Panagia Hozoviotissa monastery
Clinging to a steep cliff, 300 m above sea level, the monastery of Panagia i Hozoviotissa is the emblem of Amorgos. Grand and well preserved, it is considered the most striking monastery in the Aegean not merely for its unique construction on the sheer cliffside but for the manner in which its eight floors grip the rock for support.
A peculiarity of its architecture is that whereas the breadth of the façade is over 40 m, the west wall, where the entrance is, measures no more than 5 m. The building comprises over a hundred rooms, including the monks’ cells, refectories, kitchens, storerooms, cisterns, guest cells, a library and luggage storage.

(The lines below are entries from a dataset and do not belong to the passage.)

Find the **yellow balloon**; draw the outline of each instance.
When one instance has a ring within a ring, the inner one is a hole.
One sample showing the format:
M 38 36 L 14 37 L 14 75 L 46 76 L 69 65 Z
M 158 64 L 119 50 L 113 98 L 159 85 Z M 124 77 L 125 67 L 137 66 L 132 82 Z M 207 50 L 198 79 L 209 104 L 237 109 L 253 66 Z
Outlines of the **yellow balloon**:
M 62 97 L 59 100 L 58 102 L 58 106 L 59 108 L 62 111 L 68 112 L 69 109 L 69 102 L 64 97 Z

The road from Hora, the main town of Amorgos, takes barely 5 minutes to reach the east coast. From there, a well-maintained footpath leads up the mountainside, a 15-minute climb to the monastery towering overhead. The awe we felt as we climbed along the abyss competed with our admiration as we watched the monastery rise above us. First built in 1017, it was expanded by the Byzantine Emperor Alexios Comnenos (1081-1118) on the spot where an icon of the Virgin was found which, according to tradition, came from the Holy Land. (Curiously, its other half washed up on Patmos and is a prize in the monastery there.)
Today only four monks are in residence, who on weekdays welcome visitors with cool water, Amorgos raki and Turkish delight. The view from the balcony next to the chapel is breathtaking.
On 21 November, when the monastery of Hozoviotissa celebrates the Presentation of the Virgin Mary, it fills with people.With the Bishop of Thera, Amorgos and Other Islands officiating, crowds climb up and down from the monastery, pay their respects to the Virgin and enjoy a festive dish of split-pea purée (fava). Next morning, following the service, the pilgrims, usually numbering over five hundred, are offered such fasting dishes as cod with potatoes and cod with garlic sauce. (The day falls within the 40-day pre-Christmas fast observed in the Orthodox Church.)